Daily Rotation Search and Hot Topics Progress

Posted: 02/04/10, 9:53 pm
by bob
OK, this time I have it. I've concocted a script that removes duplicates from the database. Not implemented yet, but thoroughly tested. This one works -- solves the problem of flat out dupes, and dupes from the same story being posted multiple days. Also solves the problem of sites making slight changes to the title for the same story throughout the day... but that's a little bit iffier, depends on what they change and the nature of their links.

This should do wonders for the Hot Topics scripting too, since duplicates won't be counted as two hits anymore, but I need to work with that a little more before I know whether I can fully automate the process or not.

Should be fully implemented by Monday.

Posted: 02/08/10, 4:12 pm
by bob
OK, think I have it. Tell me if you see any repetition. Some hincky points not visible to users... Thinking them through to clear them up.

Also, as predicted, Hot Topics is playing nicer -- see this:

Still needs work. I might go with a one word model instead of word pairs -- might be a lot of day-to-day repetition though. For example, microsoft, apple and google would place high in the scores daily... Once again, have to think it through.

Posted: 02/18/10, 12:25 am
by bob
Hot Topics - not sure I can make it automatic at all. No matter how complicated and screwey a scheme I come up with for automatically discovering hot topice, several of the so-called topics are nonsense.

OK, still, maybe I'll go to hand picking them. I might not need to change them very often... I've set up a beta attempt on my test page, here, right under the top10 headlines. See what you think:

My idea is that the first row will be hand picked and change every day or so... Or at least new topics added and removed, kind of daily.... The second row is pretty permanent, since it contains topics of pretty much ongoing interest.

Or maybe I can just come up with a semi-permanent set of topics.

Any suggestions?

Posted: 02/28/10, 9:36 pm
by bob
>>>>Or maybe I can just come up with a semi-permanent set of topics.

Our "All The Latest" feature's really getting a lot of use.
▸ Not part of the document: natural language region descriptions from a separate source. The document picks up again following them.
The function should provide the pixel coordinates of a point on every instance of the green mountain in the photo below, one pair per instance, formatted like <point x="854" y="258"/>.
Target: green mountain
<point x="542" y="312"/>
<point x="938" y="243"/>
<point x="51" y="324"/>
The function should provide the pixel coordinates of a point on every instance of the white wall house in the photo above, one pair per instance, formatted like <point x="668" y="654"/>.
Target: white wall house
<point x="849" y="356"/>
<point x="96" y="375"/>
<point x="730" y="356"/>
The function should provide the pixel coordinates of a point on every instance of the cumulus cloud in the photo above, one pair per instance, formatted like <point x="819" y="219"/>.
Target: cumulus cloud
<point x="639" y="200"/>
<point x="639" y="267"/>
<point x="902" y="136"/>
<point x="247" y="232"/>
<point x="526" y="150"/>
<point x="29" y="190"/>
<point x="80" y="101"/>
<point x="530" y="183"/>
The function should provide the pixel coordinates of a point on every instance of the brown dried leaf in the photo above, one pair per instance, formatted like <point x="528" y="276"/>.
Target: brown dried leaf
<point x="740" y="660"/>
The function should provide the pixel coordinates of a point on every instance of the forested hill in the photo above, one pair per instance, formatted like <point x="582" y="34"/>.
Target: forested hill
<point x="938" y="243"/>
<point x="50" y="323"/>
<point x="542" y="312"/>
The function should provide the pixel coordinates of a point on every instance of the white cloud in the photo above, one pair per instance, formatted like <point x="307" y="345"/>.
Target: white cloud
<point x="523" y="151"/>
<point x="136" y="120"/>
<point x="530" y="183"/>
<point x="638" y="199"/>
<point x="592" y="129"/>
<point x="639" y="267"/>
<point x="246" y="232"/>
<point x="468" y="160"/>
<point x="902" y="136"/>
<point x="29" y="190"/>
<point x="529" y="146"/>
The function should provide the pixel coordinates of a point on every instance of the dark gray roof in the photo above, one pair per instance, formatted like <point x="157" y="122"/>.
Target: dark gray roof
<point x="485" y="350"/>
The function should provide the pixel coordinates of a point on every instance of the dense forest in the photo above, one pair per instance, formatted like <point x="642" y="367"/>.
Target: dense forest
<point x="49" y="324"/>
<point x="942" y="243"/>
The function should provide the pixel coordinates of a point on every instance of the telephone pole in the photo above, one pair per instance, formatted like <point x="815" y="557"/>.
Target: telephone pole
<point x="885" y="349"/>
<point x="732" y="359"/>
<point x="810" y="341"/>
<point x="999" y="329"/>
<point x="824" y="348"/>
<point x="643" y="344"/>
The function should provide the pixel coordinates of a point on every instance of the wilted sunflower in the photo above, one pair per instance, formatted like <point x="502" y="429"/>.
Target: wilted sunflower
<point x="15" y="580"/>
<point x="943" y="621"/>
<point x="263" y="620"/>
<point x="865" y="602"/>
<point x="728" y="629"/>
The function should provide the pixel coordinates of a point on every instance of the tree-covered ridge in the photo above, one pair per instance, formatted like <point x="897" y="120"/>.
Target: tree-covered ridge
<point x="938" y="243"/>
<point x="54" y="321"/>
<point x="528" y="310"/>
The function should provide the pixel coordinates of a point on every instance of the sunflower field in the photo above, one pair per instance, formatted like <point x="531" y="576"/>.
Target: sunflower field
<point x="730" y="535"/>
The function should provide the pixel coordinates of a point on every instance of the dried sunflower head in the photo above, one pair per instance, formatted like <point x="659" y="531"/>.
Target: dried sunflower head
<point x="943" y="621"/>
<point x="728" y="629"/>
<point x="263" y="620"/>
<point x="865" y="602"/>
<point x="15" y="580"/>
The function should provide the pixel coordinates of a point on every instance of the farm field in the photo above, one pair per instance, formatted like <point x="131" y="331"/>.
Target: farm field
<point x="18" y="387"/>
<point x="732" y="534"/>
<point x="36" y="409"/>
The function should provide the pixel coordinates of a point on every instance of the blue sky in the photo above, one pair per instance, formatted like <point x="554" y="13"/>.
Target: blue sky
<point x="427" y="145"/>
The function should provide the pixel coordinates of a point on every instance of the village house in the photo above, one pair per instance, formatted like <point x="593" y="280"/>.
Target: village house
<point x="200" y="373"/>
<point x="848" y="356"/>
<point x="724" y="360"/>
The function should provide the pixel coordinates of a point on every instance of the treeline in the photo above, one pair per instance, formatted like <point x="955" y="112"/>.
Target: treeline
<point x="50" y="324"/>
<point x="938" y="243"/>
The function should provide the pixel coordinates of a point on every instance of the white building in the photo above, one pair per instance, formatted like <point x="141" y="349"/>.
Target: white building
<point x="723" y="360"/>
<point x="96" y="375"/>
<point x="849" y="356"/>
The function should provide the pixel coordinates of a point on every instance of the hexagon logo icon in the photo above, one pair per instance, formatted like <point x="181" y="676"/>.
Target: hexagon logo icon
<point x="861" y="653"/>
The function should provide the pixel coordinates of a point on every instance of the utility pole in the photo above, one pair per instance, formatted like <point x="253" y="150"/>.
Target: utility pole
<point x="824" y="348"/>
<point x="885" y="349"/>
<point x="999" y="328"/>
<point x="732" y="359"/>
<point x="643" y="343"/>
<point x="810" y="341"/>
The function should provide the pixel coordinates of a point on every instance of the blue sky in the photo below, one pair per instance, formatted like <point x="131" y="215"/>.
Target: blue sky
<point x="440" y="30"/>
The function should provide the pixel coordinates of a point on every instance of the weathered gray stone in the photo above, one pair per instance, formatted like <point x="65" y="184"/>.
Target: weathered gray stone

Over the last couple hours alone, 60 hits. Any ideas for topics to add to it? Currently it has: Apple, Google, Microsoft, Linux, Windows, Security, Smartphones, Open Source, Games

Posted: 03/01/10, 2:13 am
by Gerry

Posted: 03/01/10, 5:36 am
by bob
I can do that --

There must be loads of more general terms that would result in turning up lots of headlines lots of people are interested in...?

Posted: 03/01/10, 5:44 am
by Gerry
currently the searches are returning nothing

Posted: 03/01/10, 6:30 am
by bob
I'm working on it--date problem, since it's 3-1-10 here, Perl's having a hard time figuring day -1, -2, -3 etc.... "All the Latest" is supposed to go back 4 days, including today. Getting late here though, and I'm getting tired.... I'll set up something temporary and work on the problem tomorrow.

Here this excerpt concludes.